Discussion about this post

User's avatar
mike parwana's avatar

Things ARE getting better. But things don’t get better by accident, and too often we are ‘fixing’ problems the expensive way - when we are already deep in them and nobody can deny their existence. Foresight, planning, and well conceived action long before everyone concedes that what was once a problem on the horizon becomes a crisis of the moment is nice once in a while. Richard Nixon empowered a panel to study atmospheric warming. Jimmy Carter instituted economy standards for autos and tried to encourage green energy. Back when Mao was Chairman in China the USA could have been driving a worldwide clean energy future.

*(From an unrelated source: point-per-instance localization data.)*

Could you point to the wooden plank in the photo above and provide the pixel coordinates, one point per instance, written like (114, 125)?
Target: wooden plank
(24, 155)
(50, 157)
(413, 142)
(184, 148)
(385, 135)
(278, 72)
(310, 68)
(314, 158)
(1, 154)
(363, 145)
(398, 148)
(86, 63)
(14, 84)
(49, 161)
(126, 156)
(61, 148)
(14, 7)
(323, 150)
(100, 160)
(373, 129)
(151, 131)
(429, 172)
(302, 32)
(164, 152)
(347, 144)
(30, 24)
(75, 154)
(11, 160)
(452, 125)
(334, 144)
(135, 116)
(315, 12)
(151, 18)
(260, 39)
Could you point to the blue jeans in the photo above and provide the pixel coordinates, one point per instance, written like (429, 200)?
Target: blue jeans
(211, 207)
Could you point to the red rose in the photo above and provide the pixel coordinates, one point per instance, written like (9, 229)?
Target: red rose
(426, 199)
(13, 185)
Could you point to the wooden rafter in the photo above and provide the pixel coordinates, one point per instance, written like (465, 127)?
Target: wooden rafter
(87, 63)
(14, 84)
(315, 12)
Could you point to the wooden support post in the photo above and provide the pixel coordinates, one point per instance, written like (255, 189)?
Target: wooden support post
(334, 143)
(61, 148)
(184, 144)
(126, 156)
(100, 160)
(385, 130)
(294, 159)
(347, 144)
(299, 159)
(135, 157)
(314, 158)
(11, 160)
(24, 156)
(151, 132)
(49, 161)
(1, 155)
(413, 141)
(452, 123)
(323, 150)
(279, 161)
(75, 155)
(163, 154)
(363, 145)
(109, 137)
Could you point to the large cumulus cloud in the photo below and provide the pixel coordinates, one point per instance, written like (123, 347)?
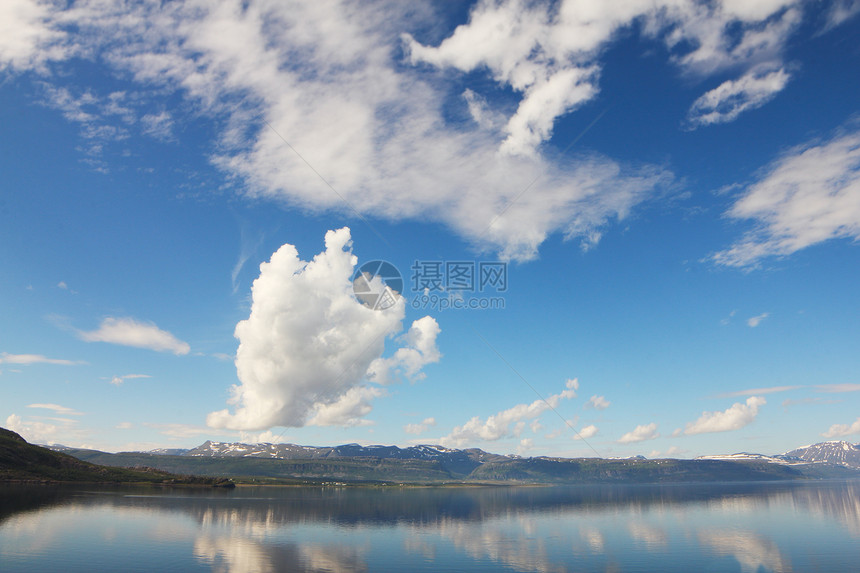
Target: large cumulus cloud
(305, 350)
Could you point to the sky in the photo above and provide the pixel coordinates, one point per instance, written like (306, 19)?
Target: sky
(569, 228)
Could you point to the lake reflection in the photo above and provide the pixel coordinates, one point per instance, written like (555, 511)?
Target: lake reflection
(738, 527)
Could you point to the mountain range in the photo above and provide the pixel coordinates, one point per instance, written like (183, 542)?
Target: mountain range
(279, 463)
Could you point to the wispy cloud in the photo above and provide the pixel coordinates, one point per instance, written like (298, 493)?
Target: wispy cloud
(786, 403)
(57, 408)
(586, 432)
(180, 430)
(733, 97)
(118, 380)
(808, 196)
(840, 430)
(130, 332)
(420, 428)
(736, 417)
(754, 391)
(838, 388)
(597, 402)
(35, 359)
(640, 434)
(507, 423)
(754, 321)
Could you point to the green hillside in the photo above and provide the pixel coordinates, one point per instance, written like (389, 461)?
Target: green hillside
(21, 461)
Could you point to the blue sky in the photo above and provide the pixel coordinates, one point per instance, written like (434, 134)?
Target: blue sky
(672, 187)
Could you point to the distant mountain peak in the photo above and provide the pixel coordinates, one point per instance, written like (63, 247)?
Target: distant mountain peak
(838, 452)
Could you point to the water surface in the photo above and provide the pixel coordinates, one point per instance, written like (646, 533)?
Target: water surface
(738, 527)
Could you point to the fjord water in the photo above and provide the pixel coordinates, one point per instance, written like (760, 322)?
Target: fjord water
(731, 527)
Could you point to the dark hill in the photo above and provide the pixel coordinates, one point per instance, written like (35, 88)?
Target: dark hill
(21, 461)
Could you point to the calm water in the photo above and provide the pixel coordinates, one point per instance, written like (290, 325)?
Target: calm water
(747, 527)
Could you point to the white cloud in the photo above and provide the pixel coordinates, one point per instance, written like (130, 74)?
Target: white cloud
(180, 430)
(754, 321)
(57, 408)
(586, 432)
(753, 391)
(416, 429)
(129, 332)
(841, 11)
(324, 77)
(551, 53)
(351, 113)
(419, 350)
(840, 430)
(349, 409)
(525, 445)
(267, 437)
(34, 359)
(808, 196)
(838, 388)
(640, 434)
(736, 417)
(118, 380)
(37, 432)
(499, 425)
(597, 402)
(733, 97)
(158, 125)
(672, 451)
(306, 350)
(26, 34)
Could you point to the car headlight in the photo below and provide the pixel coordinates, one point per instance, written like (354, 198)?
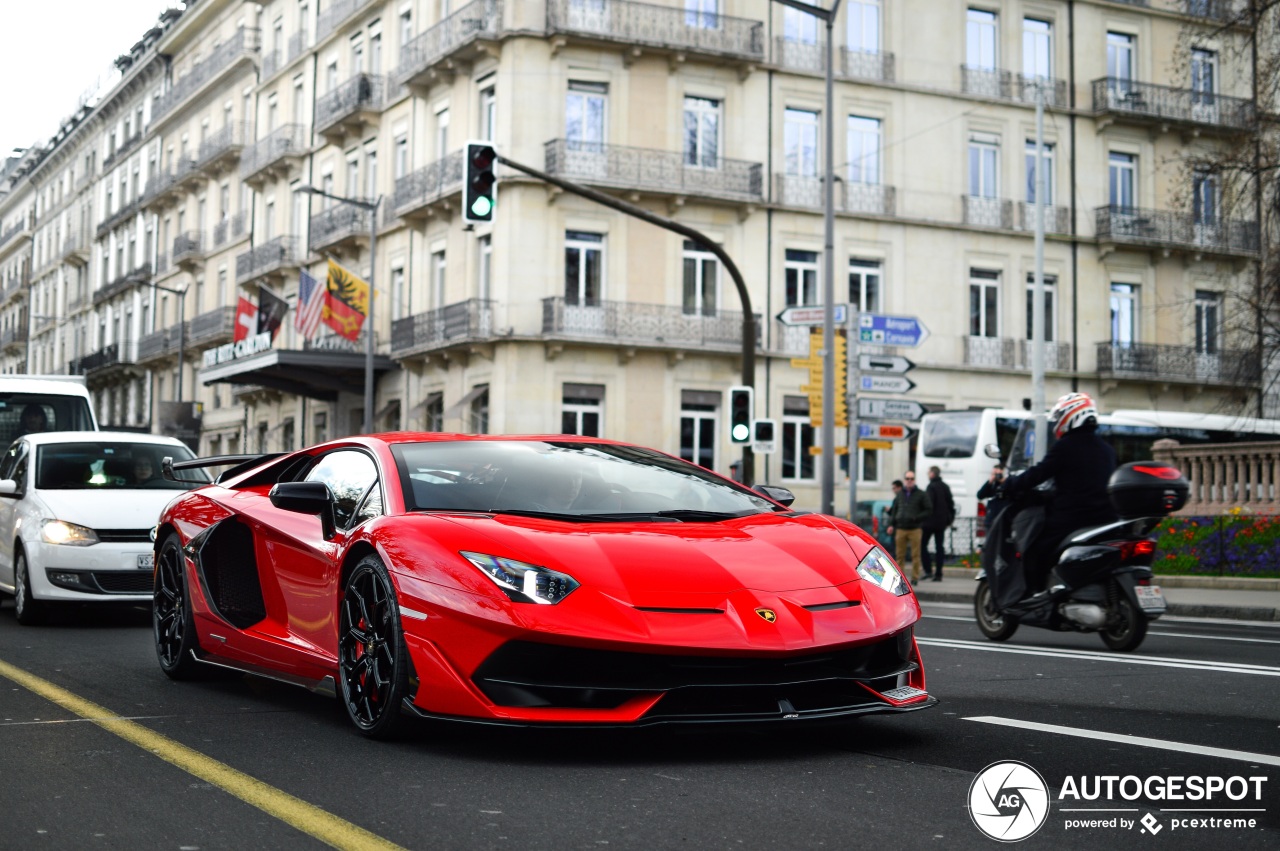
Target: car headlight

We could have enriched ourselves while supplying clean power and technology to the world and massively improving lives of people in poor countries. Imagine if we had developed our economy in a way that enriched itself on 3rd World countries not at their expense, not by encouraging them to plunder their natural resources, not by selling them guns and bullets, but by helping them leapfrog past economies based on Mass Consumption and build clean, resilient communities able to sustain themselves and their traditions. We would very likely not have massive numbers of desperate people crowding our southern border, dying in deserts, drowning in the Mediterranean, using every last resource their families can muster to pay for escape only to die far from family and home, selling their kidneys and even their children to buy food for their families.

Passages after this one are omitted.